Selon le groupe d’analystes ukrainiens Deep State, dans une nouvelle mise à jour de la progression russe publiée hier, mercredi 1er avril, Moscou aurait conquis 160 km² de territoire supplémentaire en Ukraine au cours du mois de mars — soit une hausse de 27 % par rapport au mois précédent, et de 20 % par rapport à la même période en 2025 1.
Malgré cette accélération, l’armée russe peine à accomplir ses objectifs.
- Deep State estime qu’il faudrait encore 3 ans et demi de guerre à la Russie pour contrôler la totalité de l’oblast de Donetsk, en maintenant son rythme enregistré au cours des trois premiers mois de l’année.
- La région de Louhansk est quant à elle quasiment entièrement sous contrôle russe.
Le groupe ukrainie est toutefois conservateur dans la manière dont il mesure l’évolution des équilibres sur le front. D’autres analystes estiment que la progression russe en mars serait en réalité plus proche des 100 km², soit un chiffre largement en-deçà de mars 2025 2. De son côté, l’Institute for the Study of War estime que les forces russes ont progressé à un rythme moyen de 5,5 km² par jour sur la période janvier-mars — soit deux fois moins qu’en 2025 3.

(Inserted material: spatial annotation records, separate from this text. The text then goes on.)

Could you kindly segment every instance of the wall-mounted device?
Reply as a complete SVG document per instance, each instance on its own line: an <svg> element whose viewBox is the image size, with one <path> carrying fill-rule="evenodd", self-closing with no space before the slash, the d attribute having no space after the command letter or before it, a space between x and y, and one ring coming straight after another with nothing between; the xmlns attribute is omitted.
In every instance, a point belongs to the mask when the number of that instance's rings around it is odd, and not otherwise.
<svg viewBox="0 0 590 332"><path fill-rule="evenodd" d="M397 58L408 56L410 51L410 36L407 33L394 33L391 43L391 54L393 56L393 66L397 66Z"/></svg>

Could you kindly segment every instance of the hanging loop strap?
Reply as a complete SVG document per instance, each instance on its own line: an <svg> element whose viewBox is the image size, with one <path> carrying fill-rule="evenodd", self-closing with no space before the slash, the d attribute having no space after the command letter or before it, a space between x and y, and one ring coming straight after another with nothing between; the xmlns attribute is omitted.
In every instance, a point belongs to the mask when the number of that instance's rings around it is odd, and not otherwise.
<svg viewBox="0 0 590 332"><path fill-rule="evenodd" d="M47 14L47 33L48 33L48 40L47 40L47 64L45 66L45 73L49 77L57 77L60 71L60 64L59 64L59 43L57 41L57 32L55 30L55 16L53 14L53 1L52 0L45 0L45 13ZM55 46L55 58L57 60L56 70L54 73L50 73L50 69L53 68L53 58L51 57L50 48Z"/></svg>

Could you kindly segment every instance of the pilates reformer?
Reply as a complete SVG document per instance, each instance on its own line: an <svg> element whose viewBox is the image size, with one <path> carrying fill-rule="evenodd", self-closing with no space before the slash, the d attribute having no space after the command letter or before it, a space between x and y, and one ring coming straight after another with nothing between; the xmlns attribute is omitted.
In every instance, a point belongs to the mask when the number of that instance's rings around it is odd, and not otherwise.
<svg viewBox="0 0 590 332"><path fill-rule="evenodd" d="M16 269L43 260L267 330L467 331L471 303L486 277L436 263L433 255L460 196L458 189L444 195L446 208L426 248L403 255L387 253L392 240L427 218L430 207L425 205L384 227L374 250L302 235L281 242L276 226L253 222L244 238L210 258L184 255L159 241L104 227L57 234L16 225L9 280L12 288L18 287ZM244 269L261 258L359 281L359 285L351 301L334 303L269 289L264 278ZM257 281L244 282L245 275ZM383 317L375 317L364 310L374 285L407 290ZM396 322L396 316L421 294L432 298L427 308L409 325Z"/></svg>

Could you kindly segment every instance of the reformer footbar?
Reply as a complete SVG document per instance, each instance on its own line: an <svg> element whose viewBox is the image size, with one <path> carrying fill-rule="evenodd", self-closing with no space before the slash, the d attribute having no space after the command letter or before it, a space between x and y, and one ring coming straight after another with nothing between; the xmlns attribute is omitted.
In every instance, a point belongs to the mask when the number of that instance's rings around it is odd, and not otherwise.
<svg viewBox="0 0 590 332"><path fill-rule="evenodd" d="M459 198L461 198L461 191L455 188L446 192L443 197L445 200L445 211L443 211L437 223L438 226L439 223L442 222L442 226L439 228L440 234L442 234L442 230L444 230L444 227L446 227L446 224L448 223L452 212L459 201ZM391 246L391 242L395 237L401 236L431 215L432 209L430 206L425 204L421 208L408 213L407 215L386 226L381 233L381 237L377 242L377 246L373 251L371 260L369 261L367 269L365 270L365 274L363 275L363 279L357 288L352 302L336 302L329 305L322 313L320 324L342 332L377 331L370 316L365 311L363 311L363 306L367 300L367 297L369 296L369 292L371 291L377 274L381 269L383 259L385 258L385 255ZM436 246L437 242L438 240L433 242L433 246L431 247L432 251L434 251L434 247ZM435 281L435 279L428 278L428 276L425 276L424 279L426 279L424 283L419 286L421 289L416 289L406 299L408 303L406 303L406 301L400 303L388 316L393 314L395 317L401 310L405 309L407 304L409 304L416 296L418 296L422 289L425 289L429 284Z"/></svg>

- La perte de l’accès à Starlink, les efforts du Kremlin visant à limiter l’utilisation de la messagerie Telegram — pourtant très utilisée par les soldats russes sur le front —, ainsi que la contre-offensive ukrainienne lancée dans le Sud du pays fin janvier ont contribué à ralentir la progression russe ces derniers mois.

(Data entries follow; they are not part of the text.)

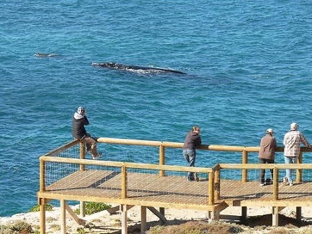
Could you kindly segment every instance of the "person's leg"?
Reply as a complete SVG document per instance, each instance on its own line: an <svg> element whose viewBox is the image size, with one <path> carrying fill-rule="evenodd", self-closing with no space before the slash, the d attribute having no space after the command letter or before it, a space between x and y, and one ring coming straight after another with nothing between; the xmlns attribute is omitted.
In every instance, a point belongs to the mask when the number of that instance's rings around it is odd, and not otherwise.
<svg viewBox="0 0 312 234"><path fill-rule="evenodd" d="M259 163L263 164L266 163L266 161L263 158L259 158ZM264 185L264 176L266 175L266 170L264 169L260 169L259 170L259 181L260 182L260 184Z"/></svg>
<svg viewBox="0 0 312 234"><path fill-rule="evenodd" d="M184 158L189 162L189 167L194 167L195 165L195 153L194 151L192 149L186 149ZM194 181L194 174L193 172L189 172L187 175L187 178L189 181Z"/></svg>
<svg viewBox="0 0 312 234"><path fill-rule="evenodd" d="M293 163L293 160L292 160L291 157L284 156L284 160L285 161L285 164L292 164ZM288 180L289 183L293 183L293 176L291 176L291 170L289 169L286 169L286 177L287 177L287 179Z"/></svg>
<svg viewBox="0 0 312 234"><path fill-rule="evenodd" d="M274 159L268 159L266 162L270 164L274 164L275 162ZM274 176L273 169L270 169L270 171L271 172L271 177L272 177L271 182L272 183L273 183L273 176Z"/></svg>
<svg viewBox="0 0 312 234"><path fill-rule="evenodd" d="M297 158L297 157L292 157L291 158L291 160L293 162L293 164L296 164L297 161L298 160L298 158ZM294 169L291 169L290 171L291 171L290 173L291 173L291 182L289 181L289 184L291 184L291 183L293 184L293 174Z"/></svg>
<svg viewBox="0 0 312 234"><path fill-rule="evenodd" d="M189 163L189 157L187 153L187 149L183 150L183 156L184 157L184 159L187 160L187 162Z"/></svg>

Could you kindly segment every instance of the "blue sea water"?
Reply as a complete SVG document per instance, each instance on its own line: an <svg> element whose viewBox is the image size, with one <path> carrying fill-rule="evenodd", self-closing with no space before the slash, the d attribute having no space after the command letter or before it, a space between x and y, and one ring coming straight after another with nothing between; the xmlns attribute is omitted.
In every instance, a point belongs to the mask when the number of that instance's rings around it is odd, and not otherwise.
<svg viewBox="0 0 312 234"><path fill-rule="evenodd" d="M281 145L296 122L312 142L309 1L3 0L1 8L0 216L37 203L39 157L72 140L79 106L101 137L183 142L196 124L205 144L257 146L270 127Z"/></svg>

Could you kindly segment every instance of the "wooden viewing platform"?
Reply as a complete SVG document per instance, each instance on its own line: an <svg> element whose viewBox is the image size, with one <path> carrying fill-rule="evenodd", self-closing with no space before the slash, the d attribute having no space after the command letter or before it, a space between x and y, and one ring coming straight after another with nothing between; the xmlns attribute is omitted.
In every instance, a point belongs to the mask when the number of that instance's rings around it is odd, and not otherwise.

- Selon Deep State, le nombre d’assauts lancés par l’armée russe est pourtant resté relativement stable, ne déclinant que de 2 % entre février et mars. Les analystes ukrainiens notent toutefois que « l’intensité et la qualité des attaques ont augmenté ».
- Cette amélioration de la qualité des assauts russes, qui se traduit notamment par une utilisation accrue d’engins mécanisés (blindés ou civils), a été rendue possible par un effort d’accumulation de réserves au cours de l’hiver 4.
Les chiffres de l’avancée russe en Ukraine doivent se mesurer à la hauteur des objectifs fixés par le commandement russe. Pour 2026, on pourrait en dégager deux principaux.
Le premier serait de progresser en direction de la ceinture de forteresses ukrainiennes dans la région de Donetsk, et notamment de capturer la ville de Sloviansk.
- Il s’agit de l’objectif le plus atteignable pour Moscou, notamment en raison de la priorisation par Kiev d’autres secteurs du front.
- Néanmoins, et au vu des précédents assauts menés sur des grandes villes, une capture de Sloviansk dans le cadre de l’offensive de printemps-été, lancée fin mars, d’ici la fin de l’année paraît très peu probable, selon l’analyste Andrew Perpetua 5.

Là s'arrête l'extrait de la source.